Beberapa uji dapat dilakukan untuk mengetahui aktivitas dan potensi
antimikroba dari ekstrak, diantaranya adalah metode difusi dan dilusi. Pada
metode difusi, senyawa pada ekstrak akan berdifusi ke media padat yang
diinokulasikan mikroba dan bila terdapat aktivitas antimikroba akan menyebabkan
terjadinya penghambatan pertumbuhan mikroba dan diamati dengan daerah jernih
di sekitar tempat diletakkannya medium difusi (cakram, strip nilon, ataupun
sumuran). Sedangkan pada metode dilusi, ekstrak yang memiliki aktivitas
antimikroba memberikan penghambatan pertumbuhan dengan dilusi atau melarut
pada media yang diinokulasikan mikroba uji.
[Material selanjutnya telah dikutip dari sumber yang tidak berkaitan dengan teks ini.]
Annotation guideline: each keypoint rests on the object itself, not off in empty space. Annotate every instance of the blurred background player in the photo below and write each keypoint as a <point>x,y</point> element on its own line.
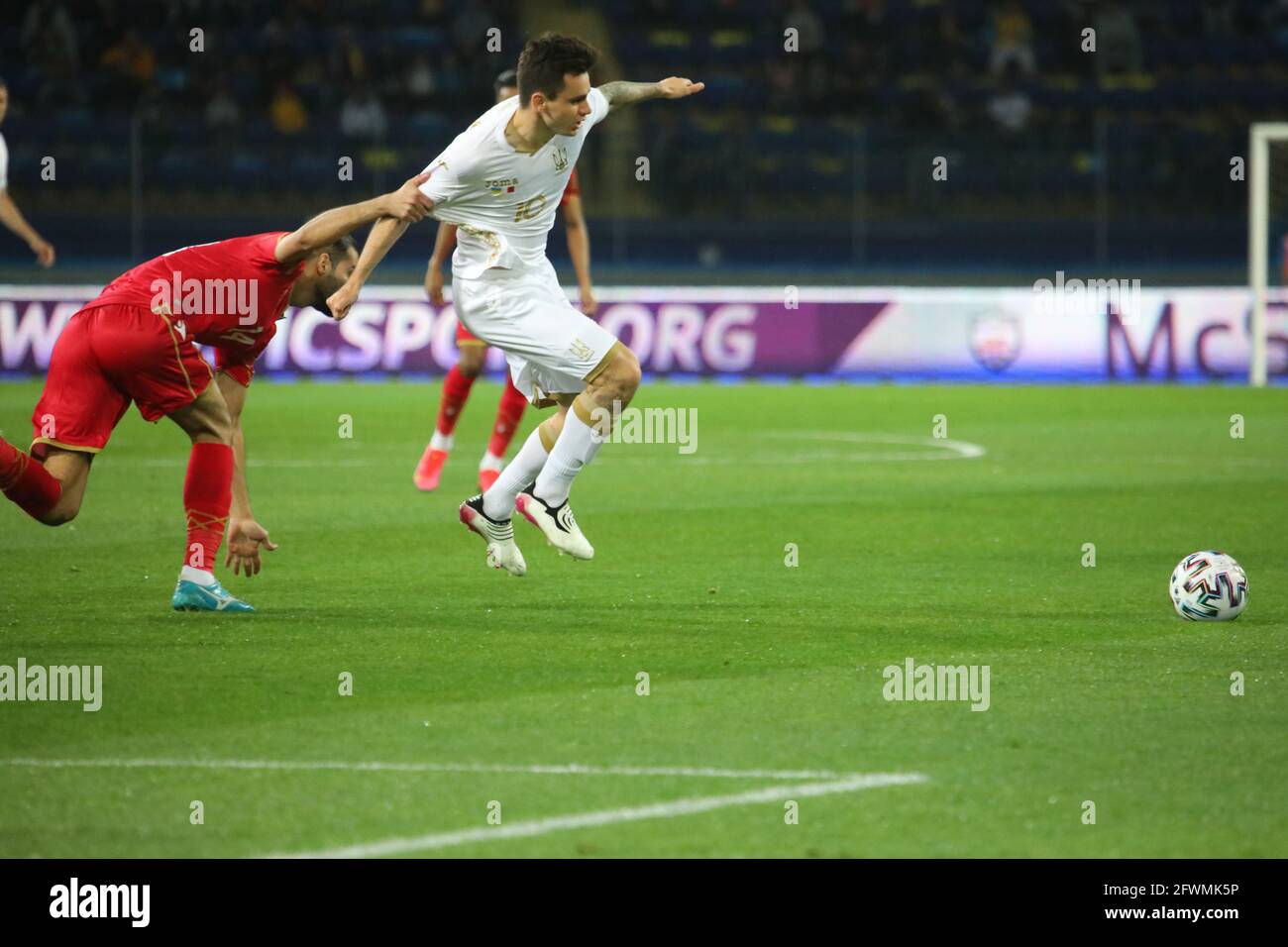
<point>138,341</point>
<point>9,214</point>
<point>473,351</point>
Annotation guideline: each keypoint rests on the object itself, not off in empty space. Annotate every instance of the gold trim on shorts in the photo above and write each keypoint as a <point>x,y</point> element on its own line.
<point>63,446</point>
<point>603,363</point>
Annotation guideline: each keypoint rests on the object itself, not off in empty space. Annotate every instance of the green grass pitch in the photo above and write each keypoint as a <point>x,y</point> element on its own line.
<point>1098,690</point>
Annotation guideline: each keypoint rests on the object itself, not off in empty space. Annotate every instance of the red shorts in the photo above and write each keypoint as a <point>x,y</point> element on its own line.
<point>465,337</point>
<point>104,359</point>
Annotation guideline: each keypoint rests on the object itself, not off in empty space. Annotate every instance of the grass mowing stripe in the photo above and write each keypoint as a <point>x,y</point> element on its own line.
<point>589,819</point>
<point>375,766</point>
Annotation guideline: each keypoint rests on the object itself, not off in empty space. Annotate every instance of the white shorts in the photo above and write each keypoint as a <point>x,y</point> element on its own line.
<point>550,346</point>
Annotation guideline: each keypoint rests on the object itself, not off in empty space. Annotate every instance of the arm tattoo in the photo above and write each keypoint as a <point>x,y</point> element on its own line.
<point>627,93</point>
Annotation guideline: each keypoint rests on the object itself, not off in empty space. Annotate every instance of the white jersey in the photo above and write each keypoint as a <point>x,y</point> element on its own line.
<point>502,201</point>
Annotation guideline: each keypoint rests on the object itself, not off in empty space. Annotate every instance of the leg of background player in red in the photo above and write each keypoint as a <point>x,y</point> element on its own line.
<point>456,390</point>
<point>509,412</point>
<point>50,491</point>
<point>207,487</point>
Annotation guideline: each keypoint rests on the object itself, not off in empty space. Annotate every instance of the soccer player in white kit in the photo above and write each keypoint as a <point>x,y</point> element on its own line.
<point>9,214</point>
<point>500,182</point>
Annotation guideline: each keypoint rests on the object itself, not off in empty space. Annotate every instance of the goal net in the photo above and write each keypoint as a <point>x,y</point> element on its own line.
<point>1267,243</point>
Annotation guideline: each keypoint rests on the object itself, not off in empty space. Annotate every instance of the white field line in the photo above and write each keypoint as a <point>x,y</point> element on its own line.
<point>928,449</point>
<point>539,770</point>
<point>604,817</point>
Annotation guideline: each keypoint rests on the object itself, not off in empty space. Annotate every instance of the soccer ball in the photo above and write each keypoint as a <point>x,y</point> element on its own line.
<point>1209,585</point>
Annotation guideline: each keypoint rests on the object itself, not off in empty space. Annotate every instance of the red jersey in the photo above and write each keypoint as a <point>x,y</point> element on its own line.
<point>571,189</point>
<point>228,295</point>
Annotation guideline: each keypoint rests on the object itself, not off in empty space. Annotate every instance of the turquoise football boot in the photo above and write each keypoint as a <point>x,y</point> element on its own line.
<point>189,596</point>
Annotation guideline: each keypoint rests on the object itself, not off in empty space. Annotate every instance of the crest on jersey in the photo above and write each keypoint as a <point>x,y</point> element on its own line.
<point>501,185</point>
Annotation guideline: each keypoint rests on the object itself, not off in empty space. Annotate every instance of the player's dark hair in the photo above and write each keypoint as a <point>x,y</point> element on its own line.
<point>546,59</point>
<point>340,249</point>
<point>510,77</point>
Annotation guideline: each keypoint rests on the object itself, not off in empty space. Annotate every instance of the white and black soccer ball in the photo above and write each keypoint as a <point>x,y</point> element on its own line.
<point>1209,585</point>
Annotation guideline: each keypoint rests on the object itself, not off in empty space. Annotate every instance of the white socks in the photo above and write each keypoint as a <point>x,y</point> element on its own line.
<point>576,447</point>
<point>198,577</point>
<point>498,500</point>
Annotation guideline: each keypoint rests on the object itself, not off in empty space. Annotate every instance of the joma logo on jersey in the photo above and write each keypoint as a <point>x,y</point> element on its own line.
<point>501,185</point>
<point>243,337</point>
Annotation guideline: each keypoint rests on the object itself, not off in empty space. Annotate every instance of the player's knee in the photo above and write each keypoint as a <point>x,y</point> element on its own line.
<point>471,364</point>
<point>213,427</point>
<point>625,373</point>
<point>63,512</point>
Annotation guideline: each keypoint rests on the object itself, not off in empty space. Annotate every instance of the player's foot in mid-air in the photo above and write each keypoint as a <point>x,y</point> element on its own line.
<point>558,525</point>
<point>429,468</point>
<point>487,476</point>
<point>498,534</point>
<point>193,596</point>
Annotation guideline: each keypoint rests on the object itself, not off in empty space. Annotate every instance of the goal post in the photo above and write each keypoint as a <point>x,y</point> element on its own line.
<point>1262,136</point>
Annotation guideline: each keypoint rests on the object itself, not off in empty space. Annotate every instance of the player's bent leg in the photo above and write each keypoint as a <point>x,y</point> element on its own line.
<point>585,429</point>
<point>206,500</point>
<point>498,534</point>
<point>557,521</point>
<point>456,392</point>
<point>498,500</point>
<point>616,381</point>
<point>71,471</point>
<point>50,488</point>
<point>509,412</point>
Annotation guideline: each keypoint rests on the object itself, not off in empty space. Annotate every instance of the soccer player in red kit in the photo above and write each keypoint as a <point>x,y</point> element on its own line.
<point>138,342</point>
<point>473,351</point>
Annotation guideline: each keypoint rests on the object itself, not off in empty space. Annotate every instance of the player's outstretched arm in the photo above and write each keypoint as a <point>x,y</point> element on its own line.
<point>384,234</point>
<point>629,93</point>
<point>407,205</point>
<point>245,536</point>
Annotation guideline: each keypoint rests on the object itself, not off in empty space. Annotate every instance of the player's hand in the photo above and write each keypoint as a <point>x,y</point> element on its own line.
<point>343,299</point>
<point>245,538</point>
<point>44,252</point>
<point>434,283</point>
<point>675,88</point>
<point>408,202</point>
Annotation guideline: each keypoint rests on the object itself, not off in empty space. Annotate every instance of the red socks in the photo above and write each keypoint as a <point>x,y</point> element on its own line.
<point>456,389</point>
<point>207,492</point>
<point>509,412</point>
<point>26,482</point>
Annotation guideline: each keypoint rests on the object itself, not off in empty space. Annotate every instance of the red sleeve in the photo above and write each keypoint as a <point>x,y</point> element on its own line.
<point>574,189</point>
<point>235,367</point>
Ekstrak tidak terdiri dari satu senyawa saja, namun dapat berisi puluhan
hingga ratusan senyawa. Karenanya, aksi farmakologis, dalam hal ini aktivitas
antimikroba dari ekstrak merupakan interaksi yang kompleks dari berbagai
39
senyawa. Untuk dapat mengetahui senyawa yang bertanggung jawab atas aktivitas
antimikroba dari suatu ekstrak atau campuran dapat diketahui dengan metode
KLT-bioautografi. Pada KLT-bioautografi, senyawa-senyawa pada ekstrak
dipisahkan dengan proses kromatografi lapis tipis. Senyawa yang sudah terpisah
menjadi bercak dengan jarak elusi tertentu pada plat KLT kemudian ditempelkan
pada media yang sudah diinokulasikan mikroba uji. Senyawa pada plat KLT akan
berdifusi pada permukaan media, dan bercak senyawa dengan aktivitas
antimikroba akan memberikan hambatan pertumbuhan mikroba uji.
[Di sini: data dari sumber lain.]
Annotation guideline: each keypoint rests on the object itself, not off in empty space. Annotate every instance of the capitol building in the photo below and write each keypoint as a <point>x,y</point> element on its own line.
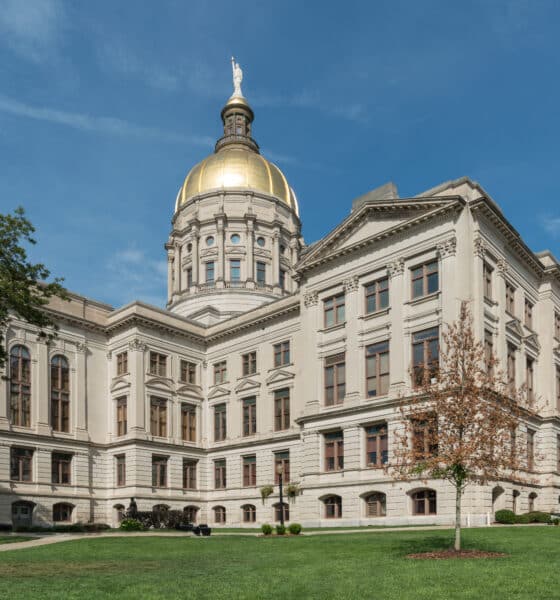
<point>273,355</point>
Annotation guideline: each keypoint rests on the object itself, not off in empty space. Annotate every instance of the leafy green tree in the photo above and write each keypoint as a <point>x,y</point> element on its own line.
<point>24,290</point>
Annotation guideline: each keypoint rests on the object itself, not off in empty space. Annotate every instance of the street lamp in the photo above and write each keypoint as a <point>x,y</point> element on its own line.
<point>280,471</point>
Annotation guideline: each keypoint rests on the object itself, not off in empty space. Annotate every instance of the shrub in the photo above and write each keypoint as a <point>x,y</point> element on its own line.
<point>505,516</point>
<point>294,528</point>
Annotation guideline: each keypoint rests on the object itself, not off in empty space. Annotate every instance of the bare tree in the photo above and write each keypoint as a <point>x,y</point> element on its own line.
<point>460,422</point>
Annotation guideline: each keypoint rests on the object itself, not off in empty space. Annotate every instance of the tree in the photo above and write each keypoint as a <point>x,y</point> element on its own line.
<point>24,290</point>
<point>460,423</point>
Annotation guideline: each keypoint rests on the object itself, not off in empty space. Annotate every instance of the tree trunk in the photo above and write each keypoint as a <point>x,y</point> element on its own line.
<point>458,494</point>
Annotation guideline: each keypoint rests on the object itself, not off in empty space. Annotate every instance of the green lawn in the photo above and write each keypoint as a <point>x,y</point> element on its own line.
<point>352,566</point>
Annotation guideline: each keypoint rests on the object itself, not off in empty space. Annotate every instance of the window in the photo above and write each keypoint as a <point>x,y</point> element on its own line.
<point>60,394</point>
<point>60,468</point>
<point>249,513</point>
<point>120,462</point>
<point>333,507</point>
<point>235,269</point>
<point>376,505</point>
<point>121,416</point>
<point>188,422</point>
<point>425,279</point>
<point>250,416</point>
<point>424,503</point>
<point>334,451</point>
<point>62,512</point>
<point>377,369</point>
<point>158,364</point>
<point>189,474</point>
<point>487,280</point>
<point>528,314</point>
<point>159,471</point>
<point>510,298</point>
<point>281,409</point>
<point>335,379</point>
<point>261,273</point>
<point>377,295</point>
<point>282,459</point>
<point>377,453</point>
<point>249,363</point>
<point>220,372</point>
<point>281,354</point>
<point>333,310</point>
<point>21,464</point>
<point>220,474</point>
<point>158,417</point>
<point>188,372</point>
<point>425,355</point>
<point>219,514</point>
<point>20,386</point>
<point>220,424</point>
<point>122,363</point>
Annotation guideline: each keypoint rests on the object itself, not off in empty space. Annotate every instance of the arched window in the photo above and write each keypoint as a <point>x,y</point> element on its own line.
<point>20,386</point>
<point>333,507</point>
<point>424,502</point>
<point>249,513</point>
<point>60,394</point>
<point>376,505</point>
<point>219,514</point>
<point>62,512</point>
<point>277,508</point>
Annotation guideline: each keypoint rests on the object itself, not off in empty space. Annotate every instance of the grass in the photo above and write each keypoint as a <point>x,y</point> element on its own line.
<point>321,567</point>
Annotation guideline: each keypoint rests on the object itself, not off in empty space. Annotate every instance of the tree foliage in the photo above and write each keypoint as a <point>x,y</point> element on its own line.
<point>24,289</point>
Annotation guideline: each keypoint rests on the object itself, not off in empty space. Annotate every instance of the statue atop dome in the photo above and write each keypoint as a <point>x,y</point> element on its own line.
<point>237,78</point>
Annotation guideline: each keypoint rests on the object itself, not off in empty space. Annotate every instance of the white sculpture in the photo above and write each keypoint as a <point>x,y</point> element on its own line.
<point>237,78</point>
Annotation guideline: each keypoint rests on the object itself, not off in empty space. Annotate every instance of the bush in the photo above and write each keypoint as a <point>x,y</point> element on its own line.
<point>505,516</point>
<point>295,528</point>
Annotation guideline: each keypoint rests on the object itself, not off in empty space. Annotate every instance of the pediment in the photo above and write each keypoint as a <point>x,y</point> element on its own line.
<point>279,376</point>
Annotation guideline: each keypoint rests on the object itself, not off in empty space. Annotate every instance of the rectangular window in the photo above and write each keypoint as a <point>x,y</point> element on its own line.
<point>334,451</point>
<point>189,474</point>
<point>333,310</point>
<point>282,461</point>
<point>220,372</point>
<point>122,424</point>
<point>60,468</point>
<point>122,363</point>
<point>188,372</point>
<point>281,354</point>
<point>335,379</point>
<point>425,355</point>
<point>158,417</point>
<point>220,480</point>
<point>188,422</point>
<point>377,295</point>
<point>377,369</point>
<point>425,279</point>
<point>281,409</point>
<point>21,464</point>
<point>249,471</point>
<point>159,471</point>
<point>120,462</point>
<point>158,364</point>
<point>249,363</point>
<point>250,416</point>
<point>220,424</point>
<point>377,453</point>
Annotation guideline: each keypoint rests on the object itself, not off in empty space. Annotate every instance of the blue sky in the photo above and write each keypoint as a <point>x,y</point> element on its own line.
<point>105,106</point>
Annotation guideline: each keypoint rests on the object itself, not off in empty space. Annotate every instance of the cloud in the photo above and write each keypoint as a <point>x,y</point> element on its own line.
<point>97,124</point>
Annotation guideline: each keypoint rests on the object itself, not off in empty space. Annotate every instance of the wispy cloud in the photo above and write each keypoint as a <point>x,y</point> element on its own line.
<point>97,124</point>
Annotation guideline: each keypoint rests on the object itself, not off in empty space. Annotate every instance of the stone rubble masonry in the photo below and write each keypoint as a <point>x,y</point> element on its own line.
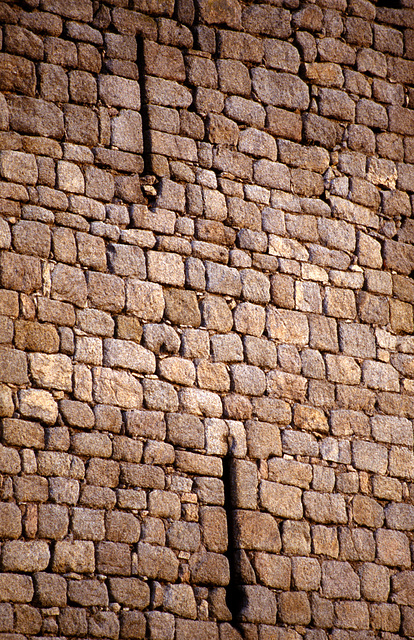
<point>206,319</point>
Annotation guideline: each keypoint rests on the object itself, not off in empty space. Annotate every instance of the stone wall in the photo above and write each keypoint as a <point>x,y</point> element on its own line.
<point>206,318</point>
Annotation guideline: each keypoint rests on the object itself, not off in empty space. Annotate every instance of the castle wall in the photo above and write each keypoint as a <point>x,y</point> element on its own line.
<point>206,319</point>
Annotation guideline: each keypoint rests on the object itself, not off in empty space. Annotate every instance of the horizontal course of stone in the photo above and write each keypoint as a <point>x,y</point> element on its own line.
<point>206,319</point>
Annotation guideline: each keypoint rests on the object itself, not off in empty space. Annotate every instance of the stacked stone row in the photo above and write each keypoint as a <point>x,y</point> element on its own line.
<point>222,292</point>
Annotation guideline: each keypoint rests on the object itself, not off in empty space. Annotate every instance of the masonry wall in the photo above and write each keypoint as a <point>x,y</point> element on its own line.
<point>206,318</point>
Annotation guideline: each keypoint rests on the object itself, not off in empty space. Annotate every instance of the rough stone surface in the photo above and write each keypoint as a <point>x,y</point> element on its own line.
<point>206,318</point>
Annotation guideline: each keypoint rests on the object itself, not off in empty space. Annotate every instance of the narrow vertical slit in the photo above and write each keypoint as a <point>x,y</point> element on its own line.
<point>144,103</point>
<point>232,592</point>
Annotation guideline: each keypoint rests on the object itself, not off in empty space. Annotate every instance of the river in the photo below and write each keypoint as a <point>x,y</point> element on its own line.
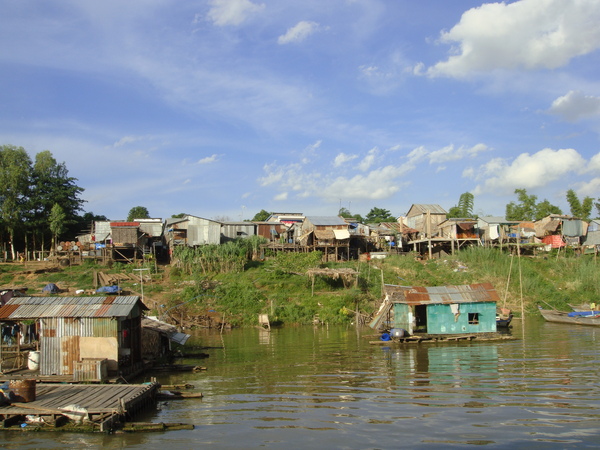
<point>327,387</point>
Untuk mengetahui senyawa yang bertanggung jawab atas aktivitas
antimikroba ekstrak dapat dilakukan pendekatan golongan senyawa aktif dengan
menggunakan pereaksi semprot. Ekstrak dipisahkan dengan KLT menggunakan
kondisi (fase diam, fase gerak, jarak elusi) yang sama pada proses KLT
bioautografi. Pendekatan golongan senyawa aktif didasarkan pada reaksi
golongan senyawa tertentu dengan pereaksi semprot selektif dan menimbulkan
warna.
Fungi TBF-05 merupakan fungi yang diisolasi dari tanah di sekitar
kebun herbal Bagian Biologi Farmasi, Fakultas Farmasi, UGM, Yogyakarta. Dari
penelitian yang telah dilakukan oleh Virdion Eko Putra pada tahun 2012 diketahui
bahwa ekstrak etil asetat fungi TBF-05 memiliki aktivitas antibakteri terhadap
Escherichia coli, Staphylococcus aureus, dan Pseudomonas aeruginosa, namun
tidak menunjukkan aktivitas terhadap Bacillus subtilis pada uji difusi. Untuk
dapat dikembangkan menjadi agen antimikroba baru, perlu diketahui potensi dan
golongan senayawa yang memiliki aktivitas antibakteri dari ekstrak fungi TBF-05.
40
G. Hipotesis
1. Ekstrak etil asetat TBF-05 memiliki aktivitas antibakteri terhadap
bakteri Gram positif maupun Gram negatif dan dapat diketahui
potensinya berdasarkan nilai KBM dan KHM dengan menggunakan
metode mikrodilusi.
2. Golongan senyawa yang bertanggung jawab terhadap aktivitas
antimikroba ekstrak etil asetat TBF-05 dapat diidentifikasi dengan
KLT bioautografi dan pereaksi semprot.